Todas las actuaciones preventivas que se implementen deberán de ser sometidas a control con el fin de comprobar si se cumplen los objetivos fijados para garantizar la seguridad y salud de los trabajadores. Para que la política preventiva tenga resultados positivos es importante que toda empresa se anticipe a la aparición de los problemas, por lo que se requiere: la comprobación de los procedimientos operativos; la actualización a las nuevas normativas; la identificación de prácticas inseguras o perjudiciales para los trabajadores; reconocimientos médicos específicos al personal; inspecciones técnicas periódicas programadas sobre los puestos de trabajo; evaluación del grado de comunicación entre los diferentes órganos de la empresa, etc.

Para comprobar que la prevención de toda empresa cumple con sus objetivos y metas, se deberá nombrar dentro de la misma a un trabajador como recurso preventivo.
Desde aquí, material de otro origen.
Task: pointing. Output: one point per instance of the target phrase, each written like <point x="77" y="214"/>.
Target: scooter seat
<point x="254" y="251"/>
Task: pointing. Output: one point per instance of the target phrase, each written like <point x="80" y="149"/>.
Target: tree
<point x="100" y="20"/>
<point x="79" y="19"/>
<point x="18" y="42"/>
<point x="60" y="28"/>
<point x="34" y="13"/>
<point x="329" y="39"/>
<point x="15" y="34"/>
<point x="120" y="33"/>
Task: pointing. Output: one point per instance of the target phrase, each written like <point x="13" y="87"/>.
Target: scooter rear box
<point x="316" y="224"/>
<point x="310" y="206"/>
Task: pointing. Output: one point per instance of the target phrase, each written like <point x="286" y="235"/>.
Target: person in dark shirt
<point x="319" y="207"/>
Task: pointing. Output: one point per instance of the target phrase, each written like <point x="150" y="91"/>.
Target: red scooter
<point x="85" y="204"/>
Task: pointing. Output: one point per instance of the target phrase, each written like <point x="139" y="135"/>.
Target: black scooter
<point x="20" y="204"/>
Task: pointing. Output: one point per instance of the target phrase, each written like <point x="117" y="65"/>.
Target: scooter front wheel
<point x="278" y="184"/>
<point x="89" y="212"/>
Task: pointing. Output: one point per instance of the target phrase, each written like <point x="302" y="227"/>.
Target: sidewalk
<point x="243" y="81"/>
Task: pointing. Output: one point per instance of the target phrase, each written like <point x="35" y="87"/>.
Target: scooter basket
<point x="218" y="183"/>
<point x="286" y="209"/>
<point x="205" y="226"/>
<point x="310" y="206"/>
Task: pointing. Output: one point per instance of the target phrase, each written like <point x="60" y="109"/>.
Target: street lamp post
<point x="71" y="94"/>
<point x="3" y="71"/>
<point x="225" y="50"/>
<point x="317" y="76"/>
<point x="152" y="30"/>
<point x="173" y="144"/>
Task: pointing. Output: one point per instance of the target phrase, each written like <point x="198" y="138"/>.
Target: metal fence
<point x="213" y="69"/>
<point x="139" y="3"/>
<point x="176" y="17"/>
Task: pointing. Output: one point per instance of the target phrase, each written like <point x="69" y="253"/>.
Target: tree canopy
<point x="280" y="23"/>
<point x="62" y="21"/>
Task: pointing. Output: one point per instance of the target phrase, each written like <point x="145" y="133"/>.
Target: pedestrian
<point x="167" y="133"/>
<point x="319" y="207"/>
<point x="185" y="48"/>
Este trabajador tiene como finalidad vigilar el correcto cumplimiento de las actividades preventivas con el objetivo de evitar los riesgos que puedan derivarse de un puesto de trabajo.

El empresario, cumpliendo el deber de prevención de riesgos profesionales, designará a uno o varios trabajadores para ocuparse de dicha actividad, constituirá un servicio de prevención o concertará dicho servicio con una entidad especializada ajena a la empresa (artículo 30.1 de la Ley 31/1995).

En el artículo 6 de la Ley de Prevención de Riesgos Laborales se añade el apartado 3 debido a la reforma del marco normativo de prevención de riesgos laborales, Ley 54/2003, que establece que los requerimientos efectuados por los funcionarios públicos (artículo 9.2 de la LPRL), en ejercicio de sus funciones de apoyo y colaboración con la Inspección de Trabajo y Seguridad Social, se hará saber por escrito al empresario presuntamente responsable señalando las anomalías o deficiencias apreciadas indicando el plazo para su subsanación y deberá ponerse en conocimiento de los Delegados de Prevención, pudiendo reflejarse en el Libro de Visitas de la Inspección de Trabajo y Seguridad Social, según lo determine el Reglamento.